Another example was served up by Reuters today. It had featured the hysterionics of Lebanese Prime Minister Siniora about 40 Lebanese civilians killed in an Israeli air attack, and repeated such assertions from local Lebanese townspeople.

Now, as CNN reports:

Lebanese Prime Minister Fouad Siniora said Monday that one person was killed in an Israeli airstrike on the southern village of Houla, not 40 as he had earlier reported.
"The massacre in Houla, it turned out that there was one person killed," Siniora said. "They thought that the whole building smashed on the heads of about 40 people. ... Thank God they have been saved."
Siniora had earlier told Arab foreign ministers in Beirut that the attack "was a horrific massacre ... in which more than 40 martyrs were victims of deliberate bombing."

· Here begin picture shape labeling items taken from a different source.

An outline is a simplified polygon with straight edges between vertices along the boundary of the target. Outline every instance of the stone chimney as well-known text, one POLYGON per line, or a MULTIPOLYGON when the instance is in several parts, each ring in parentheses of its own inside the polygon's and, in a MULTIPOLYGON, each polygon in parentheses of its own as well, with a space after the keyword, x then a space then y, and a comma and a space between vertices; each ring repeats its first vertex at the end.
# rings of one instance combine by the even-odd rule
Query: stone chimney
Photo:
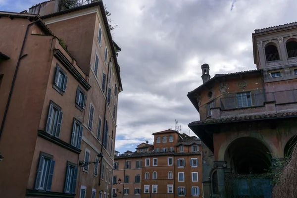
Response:
POLYGON ((209 65, 208 64, 204 63, 201 65, 201 69, 202 69, 202 76, 201 76, 201 78, 202 78, 203 84, 204 84, 210 79, 209 65))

Dinocrat blog’s Jack Risko gets to the heart of the deceptive reporting by Reuters:

We just asked, “What if it were true?’ It wasn’t. The Reuters story was wildly wrong. A new Reuters story now reads this way in the second paragraph:
Choking back tears in an emotional speech to an emergency meeting of Arab foreign ministers in Beirut, Siniora said more than 40 civilians were killed in an air raid in a southern village. But he later revised the toll to one.
“He later revised the toll to one.” How then did Reuters get the reactions from the residents of that village, Houla, who said they feared that up to 60 people had been killed, and identified them as children and shepherds? Did they get that information from their Hezbollah handlers and allies? You may believe any story from Reuters / Hezbollah at your peril.